Review: Kickbeat’s narrow-minded musical tastes might steer you away before you even play
Most rhythm games are pretty clear with their musical intentions. Dance Central, DJ Hero, Def Jam Rapstar, Parappa the Rapper, and even music-infused action games like Brutal Legend imply their tastes right there in the title. Kickbeat, you might guess, is a blend of fighting and music, but the style of music is quite a surprise, and it isn’t necessarily a pleasant one.
In Kickbeat you play as Lee or Mei, two warriors of The Order of the Melodic fist, who fight to defend the Sphere of Music, the source of all musical energy. The story is primarily an excuse to blend Kung Fu action sequences with music. Each stage places you in the center of an arena, with color-coded enemies coming in from four sides, who must be dispatched to the beat of a song using the PS Vita face buttons or D-pad.

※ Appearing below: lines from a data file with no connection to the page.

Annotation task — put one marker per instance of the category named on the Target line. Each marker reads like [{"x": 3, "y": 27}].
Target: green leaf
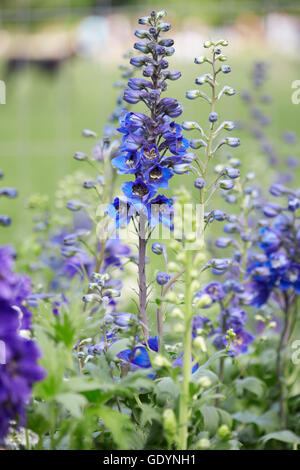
[
  {"x": 267, "y": 421},
  {"x": 81, "y": 384},
  {"x": 214, "y": 357},
  {"x": 226, "y": 417},
  {"x": 283, "y": 436},
  {"x": 165, "y": 389},
  {"x": 117, "y": 347},
  {"x": 54, "y": 360},
  {"x": 149, "y": 414},
  {"x": 210, "y": 417},
  {"x": 245, "y": 417},
  {"x": 252, "y": 384},
  {"x": 119, "y": 425},
  {"x": 73, "y": 402}
]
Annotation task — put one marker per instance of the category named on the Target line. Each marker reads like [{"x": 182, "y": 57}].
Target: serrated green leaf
[
  {"x": 283, "y": 436},
  {"x": 117, "y": 347},
  {"x": 210, "y": 417},
  {"x": 73, "y": 403},
  {"x": 252, "y": 384}
]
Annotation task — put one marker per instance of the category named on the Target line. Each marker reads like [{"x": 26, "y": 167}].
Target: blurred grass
[{"x": 42, "y": 121}]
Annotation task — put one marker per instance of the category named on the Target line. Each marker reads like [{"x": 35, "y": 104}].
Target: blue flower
[
  {"x": 150, "y": 154},
  {"x": 269, "y": 239},
  {"x": 179, "y": 145},
  {"x": 138, "y": 191},
  {"x": 127, "y": 163},
  {"x": 121, "y": 211},
  {"x": 161, "y": 210},
  {"x": 159, "y": 176}
]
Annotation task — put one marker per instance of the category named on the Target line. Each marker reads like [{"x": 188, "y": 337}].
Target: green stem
[{"x": 187, "y": 364}]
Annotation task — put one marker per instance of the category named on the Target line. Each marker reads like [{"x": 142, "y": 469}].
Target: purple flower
[
  {"x": 127, "y": 163},
  {"x": 159, "y": 176},
  {"x": 20, "y": 371},
  {"x": 160, "y": 210},
  {"x": 121, "y": 211},
  {"x": 138, "y": 191},
  {"x": 215, "y": 291}
]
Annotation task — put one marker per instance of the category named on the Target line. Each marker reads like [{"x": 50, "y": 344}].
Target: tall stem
[
  {"x": 187, "y": 362},
  {"x": 279, "y": 366},
  {"x": 142, "y": 276}
]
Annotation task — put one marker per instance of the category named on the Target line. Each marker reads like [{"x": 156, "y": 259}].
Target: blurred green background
[{"x": 45, "y": 112}]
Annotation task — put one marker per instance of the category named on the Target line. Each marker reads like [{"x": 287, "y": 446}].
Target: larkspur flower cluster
[
  {"x": 19, "y": 368},
  {"x": 153, "y": 146},
  {"x": 277, "y": 267}
]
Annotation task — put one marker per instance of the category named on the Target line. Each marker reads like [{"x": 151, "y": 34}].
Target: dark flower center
[
  {"x": 130, "y": 161},
  {"x": 155, "y": 173},
  {"x": 139, "y": 189},
  {"x": 150, "y": 154}
]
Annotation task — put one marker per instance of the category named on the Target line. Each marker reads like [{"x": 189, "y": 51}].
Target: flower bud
[
  {"x": 144, "y": 20},
  {"x": 204, "y": 381},
  {"x": 75, "y": 205},
  {"x": 169, "y": 421},
  {"x": 162, "y": 278},
  {"x": 192, "y": 94},
  {"x": 177, "y": 313},
  {"x": 213, "y": 117},
  {"x": 197, "y": 143},
  {"x": 223, "y": 242},
  {"x": 199, "y": 343},
  {"x": 88, "y": 133},
  {"x": 203, "y": 301},
  {"x": 232, "y": 173},
  {"x": 11, "y": 193},
  {"x": 161, "y": 14},
  {"x": 89, "y": 184},
  {"x": 223, "y": 431},
  {"x": 200, "y": 59},
  {"x": 80, "y": 156},
  {"x": 160, "y": 361},
  {"x": 172, "y": 297},
  {"x": 225, "y": 68},
  {"x": 227, "y": 185},
  {"x": 199, "y": 183},
  {"x": 5, "y": 221},
  {"x": 164, "y": 27},
  {"x": 232, "y": 141},
  {"x": 203, "y": 443},
  {"x": 178, "y": 328},
  {"x": 158, "y": 248},
  {"x": 88, "y": 298}
]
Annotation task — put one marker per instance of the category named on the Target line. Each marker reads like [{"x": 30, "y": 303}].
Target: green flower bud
[
  {"x": 173, "y": 267},
  {"x": 177, "y": 313},
  {"x": 178, "y": 328},
  {"x": 172, "y": 297},
  {"x": 199, "y": 343},
  {"x": 169, "y": 421},
  {"x": 160, "y": 361},
  {"x": 230, "y": 335},
  {"x": 203, "y": 301},
  {"x": 200, "y": 59},
  {"x": 222, "y": 42},
  {"x": 161, "y": 14},
  {"x": 203, "y": 443},
  {"x": 223, "y": 431},
  {"x": 204, "y": 381}
]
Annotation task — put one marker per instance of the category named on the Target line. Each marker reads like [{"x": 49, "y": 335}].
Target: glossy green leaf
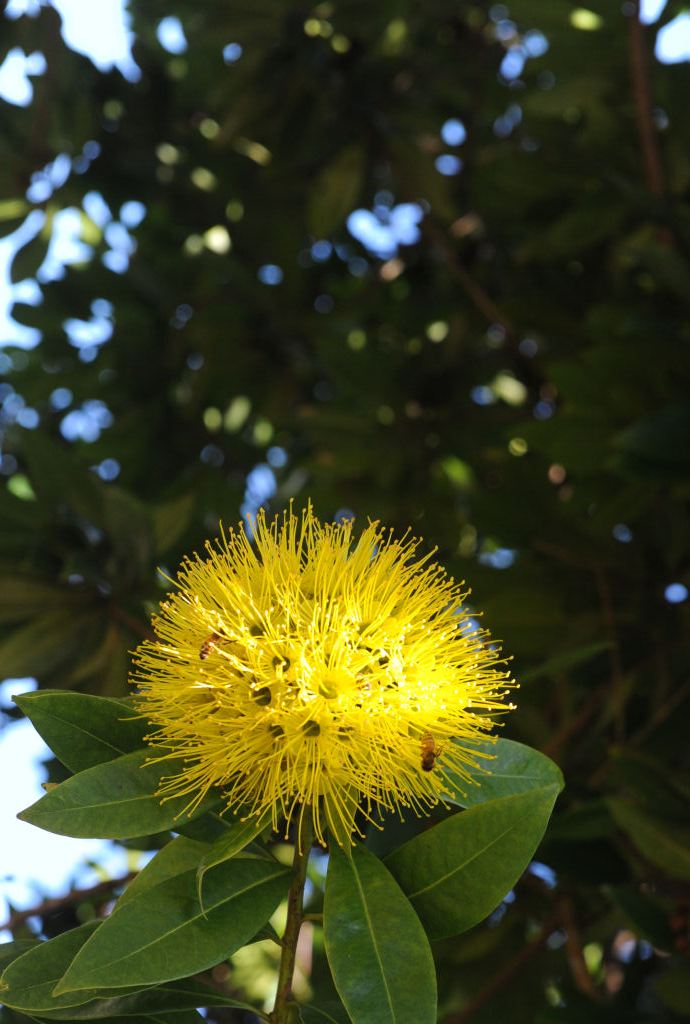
[
  {"x": 330, "y": 1013},
  {"x": 162, "y": 933},
  {"x": 115, "y": 800},
  {"x": 379, "y": 954},
  {"x": 510, "y": 768},
  {"x": 661, "y": 841},
  {"x": 176, "y": 857},
  {"x": 564, "y": 660},
  {"x": 46, "y": 643},
  {"x": 458, "y": 871},
  {"x": 28, "y": 983},
  {"x": 84, "y": 730},
  {"x": 171, "y": 997},
  {"x": 232, "y": 842}
]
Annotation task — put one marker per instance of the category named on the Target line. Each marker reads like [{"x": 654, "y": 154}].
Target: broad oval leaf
[
  {"x": 162, "y": 934},
  {"x": 28, "y": 983},
  {"x": 176, "y": 857},
  {"x": 506, "y": 768},
  {"x": 458, "y": 871},
  {"x": 115, "y": 800},
  {"x": 379, "y": 954},
  {"x": 171, "y": 997},
  {"x": 83, "y": 730},
  {"x": 239, "y": 835}
]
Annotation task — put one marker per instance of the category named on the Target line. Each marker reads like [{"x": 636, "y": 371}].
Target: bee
[
  {"x": 208, "y": 646},
  {"x": 429, "y": 752}
]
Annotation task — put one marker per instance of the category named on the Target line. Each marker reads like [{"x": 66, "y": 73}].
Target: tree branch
[
  {"x": 72, "y": 898},
  {"x": 639, "y": 64}
]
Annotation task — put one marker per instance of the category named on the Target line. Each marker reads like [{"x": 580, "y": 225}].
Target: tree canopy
[{"x": 422, "y": 263}]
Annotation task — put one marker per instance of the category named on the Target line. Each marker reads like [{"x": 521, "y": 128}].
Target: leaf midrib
[
  {"x": 79, "y": 728},
  {"x": 374, "y": 942},
  {"x": 184, "y": 924}
]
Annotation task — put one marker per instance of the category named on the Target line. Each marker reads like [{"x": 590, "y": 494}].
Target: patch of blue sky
[
  {"x": 11, "y": 332},
  {"x": 259, "y": 488},
  {"x": 84, "y": 334},
  {"x": 15, "y": 73},
  {"x": 122, "y": 248},
  {"x": 48, "y": 179},
  {"x": 66, "y": 247},
  {"x": 28, "y": 854},
  {"x": 386, "y": 227},
  {"x": 651, "y": 10},
  {"x": 101, "y": 32},
  {"x": 500, "y": 558},
  {"x": 96, "y": 209},
  {"x": 132, "y": 213},
  {"x": 448, "y": 165},
  {"x": 86, "y": 423},
  {"x": 270, "y": 273},
  {"x": 171, "y": 36}
]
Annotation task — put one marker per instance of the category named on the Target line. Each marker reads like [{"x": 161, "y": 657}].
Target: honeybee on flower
[{"x": 306, "y": 668}]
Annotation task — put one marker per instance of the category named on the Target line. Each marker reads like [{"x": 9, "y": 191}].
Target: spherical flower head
[{"x": 302, "y": 668}]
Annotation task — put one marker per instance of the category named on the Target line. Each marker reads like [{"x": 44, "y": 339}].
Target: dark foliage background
[{"x": 513, "y": 385}]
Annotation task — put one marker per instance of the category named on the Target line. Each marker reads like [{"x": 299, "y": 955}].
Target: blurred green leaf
[
  {"x": 506, "y": 768},
  {"x": 662, "y": 842}
]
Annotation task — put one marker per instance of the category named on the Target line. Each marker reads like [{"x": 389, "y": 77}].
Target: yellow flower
[{"x": 303, "y": 668}]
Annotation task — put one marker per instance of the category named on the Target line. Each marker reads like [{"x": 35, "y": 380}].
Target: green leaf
[
  {"x": 660, "y": 841},
  {"x": 59, "y": 478},
  {"x": 336, "y": 190},
  {"x": 239, "y": 836},
  {"x": 331, "y": 1013},
  {"x": 162, "y": 934},
  {"x": 115, "y": 800},
  {"x": 379, "y": 954},
  {"x": 46, "y": 643},
  {"x": 458, "y": 871},
  {"x": 28, "y": 983},
  {"x": 171, "y": 519},
  {"x": 564, "y": 660},
  {"x": 174, "y": 996},
  {"x": 176, "y": 857},
  {"x": 513, "y": 768},
  {"x": 83, "y": 730}
]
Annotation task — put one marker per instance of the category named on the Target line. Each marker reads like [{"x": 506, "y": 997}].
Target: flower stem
[{"x": 282, "y": 1013}]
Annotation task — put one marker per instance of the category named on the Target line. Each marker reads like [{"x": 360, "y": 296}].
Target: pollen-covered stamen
[{"x": 305, "y": 668}]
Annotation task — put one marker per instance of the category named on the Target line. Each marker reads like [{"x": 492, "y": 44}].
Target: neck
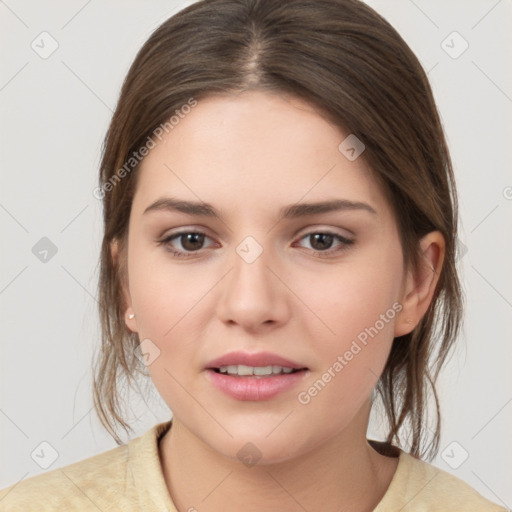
[{"x": 344, "y": 473}]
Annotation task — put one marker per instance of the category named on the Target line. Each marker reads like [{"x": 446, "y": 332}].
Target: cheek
[{"x": 358, "y": 307}]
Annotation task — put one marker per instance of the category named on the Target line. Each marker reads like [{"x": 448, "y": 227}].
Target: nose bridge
[{"x": 252, "y": 293}]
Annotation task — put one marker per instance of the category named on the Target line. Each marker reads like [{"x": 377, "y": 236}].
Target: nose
[{"x": 254, "y": 296}]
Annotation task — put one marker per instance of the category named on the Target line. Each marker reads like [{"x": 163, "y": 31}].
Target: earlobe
[
  {"x": 129, "y": 316},
  {"x": 420, "y": 283}
]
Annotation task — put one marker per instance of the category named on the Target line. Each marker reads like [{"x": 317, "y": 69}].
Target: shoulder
[
  {"x": 105, "y": 482},
  {"x": 418, "y": 485},
  {"x": 79, "y": 486}
]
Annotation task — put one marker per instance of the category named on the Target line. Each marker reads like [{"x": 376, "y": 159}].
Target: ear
[
  {"x": 420, "y": 283},
  {"x": 122, "y": 270}
]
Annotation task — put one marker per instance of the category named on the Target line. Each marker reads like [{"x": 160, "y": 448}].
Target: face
[{"x": 256, "y": 282}]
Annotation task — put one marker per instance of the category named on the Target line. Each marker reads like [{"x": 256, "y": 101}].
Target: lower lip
[{"x": 252, "y": 387}]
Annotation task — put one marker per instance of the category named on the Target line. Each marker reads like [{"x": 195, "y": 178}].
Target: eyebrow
[{"x": 287, "y": 212}]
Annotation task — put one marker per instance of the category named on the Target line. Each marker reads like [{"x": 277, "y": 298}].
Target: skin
[{"x": 248, "y": 155}]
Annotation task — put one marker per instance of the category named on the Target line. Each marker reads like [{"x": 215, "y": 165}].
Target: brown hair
[{"x": 345, "y": 59}]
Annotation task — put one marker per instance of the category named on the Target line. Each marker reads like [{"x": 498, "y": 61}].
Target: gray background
[{"x": 54, "y": 113}]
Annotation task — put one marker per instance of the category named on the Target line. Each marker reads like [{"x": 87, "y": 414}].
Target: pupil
[
  {"x": 324, "y": 238},
  {"x": 193, "y": 241}
]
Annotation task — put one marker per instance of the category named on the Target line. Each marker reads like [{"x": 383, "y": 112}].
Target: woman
[{"x": 279, "y": 253}]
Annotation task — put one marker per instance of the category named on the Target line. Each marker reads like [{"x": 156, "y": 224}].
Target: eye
[
  {"x": 190, "y": 242},
  {"x": 321, "y": 242}
]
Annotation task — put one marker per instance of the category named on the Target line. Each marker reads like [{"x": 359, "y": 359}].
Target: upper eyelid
[{"x": 299, "y": 236}]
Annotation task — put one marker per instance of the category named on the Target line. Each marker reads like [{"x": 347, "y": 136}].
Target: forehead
[{"x": 253, "y": 150}]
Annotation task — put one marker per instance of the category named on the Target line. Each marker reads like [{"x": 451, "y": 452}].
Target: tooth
[
  {"x": 263, "y": 370},
  {"x": 245, "y": 370}
]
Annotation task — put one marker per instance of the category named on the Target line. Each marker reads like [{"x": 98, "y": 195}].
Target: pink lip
[
  {"x": 259, "y": 359},
  {"x": 254, "y": 387}
]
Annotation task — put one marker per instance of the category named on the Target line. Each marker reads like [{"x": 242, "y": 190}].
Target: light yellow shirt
[{"x": 129, "y": 478}]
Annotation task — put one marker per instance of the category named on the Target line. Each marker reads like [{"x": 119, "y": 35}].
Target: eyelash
[{"x": 346, "y": 242}]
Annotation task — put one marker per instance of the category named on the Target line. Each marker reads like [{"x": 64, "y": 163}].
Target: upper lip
[{"x": 257, "y": 359}]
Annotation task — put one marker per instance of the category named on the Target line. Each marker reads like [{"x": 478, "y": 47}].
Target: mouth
[
  {"x": 242, "y": 370},
  {"x": 254, "y": 377}
]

That premise leaves the game open to just about genre of music. Matrix-esque dance music, dubstep, Wu-Tang Clan, Carl Douglas’s Kung Fu Fighting, the Mortal Kombat theme song, Vanilla Ice’s Ninja Rap, these are the kinds of things that come to mind when blending fight scenes with music. But Kickbeat’s highlights are Marilyn Manson, Rob Zombie, P.O.D, and Papa Roach. The rest of the track list falls strictly within that sort of rap-rock, pop-metal mindset.
It’s a genre choice that makes Kickbeat a love-it-or-hate it proposition before the gameplay even begins. For a game that features a story about the importance of all forms of music, this narrow-minded selection can be hard to swallow. Personally, while I find some of these songs to be a guilty pleasure of my teenage years, the chugga-chugga guitar riffs and screamy, tormented lyrics become an earache over extended game time. To make matters worse, the songs don’t mesh well with the story or the visuals, which often go for a Tron-esque light show rather than a grimy moshpit.
The gameplay itself is a lot stronger than the music selection, even if its fundamentals feel a little misguided. You see, whereas most rhythm games are simply exercises in timing and dexterity, Kickbeat’s challenges are often more about figuring out what button you should press next. Enemies circle into your view like a typical Kung Fu fight scene. The game color codes each bad guy so you know when and how to attack -- yellow to attack on full-notes, blue to attack on half-notes, and red when you have to hit more than one button. It even highlights the next enemy in white. Still, on higher difficulties or songs with lots of blue guys, the “note-chart” is really difficult to parse.
This difference in philosophy from games like Rock Band, where a simple grid perfectly illustrates what buttons need to be pressed, makes for a unique spin on rhythm games. It gives the game a bit more context, and simulates the feeling of figuring out a crowd of enemies, taking them on as one warrior. At the same time, failing because the visuals are confusing is much more frustrating than failing because you can’t hit the buttons with enough skill. Failure in Kickbeat is made worse when the song you’re stuck on is absolutely awful.
Failure is even tougher to swallow due to how the game doles out content. From the beginning all you have is a tutorial and story mode for Lee. You have to play the first song to unlock the second song (and so on), and you have to finish the entire game to unlock harder difficulties and the ability to play as Mei. From there you get Free Play, but you can’t play any songs you haven’t already completed in Story Mode. When the only way to see new content is to progress past a song you don’t want to hear any longer, it becomes an easy game to turn off.
Kickbeat smartly features the ability to import your own music into the game, and the tool for syncing gameplay to your song is relatively easy to use. The only problem is that there’s no way to put in all those extra touches that the included songs feature. The algorithm the game uses isn’t smart enough to highlight certain parts of imported songs, so even though the beat matches up, the melding of gameplay and music just isn’t there. I understand why the feature is there and operates as it does, but it’s ultimately rendered useless without a way to handcraft the gameplay and share your custom tracks with other players.
There is a cross-section of people who are going to adore Kickbeat -- it is a polished, well-made game -- but ultimately your musical tastes will go a long way. Hearing the same songs over and over again when you love them is entirely different from hearing them over and over when you hate them. That the game limits how and when you can play each song so strictly may not matter so much if you’re head-banging to each song.
For myself, I found Kickbeat to be more frustrating than fun. When I got into a groove I saw the potential, but was always left wishing for some better songs to choose from. When I was pummeled into submission by the confusing sea of bad guys and cringe-worthy lyrics I pined for all the other great rhythm games I’ve played over the years. If ever there was a rhythm game begging for an infusion of musical variety through DLC, Kickbeat is it.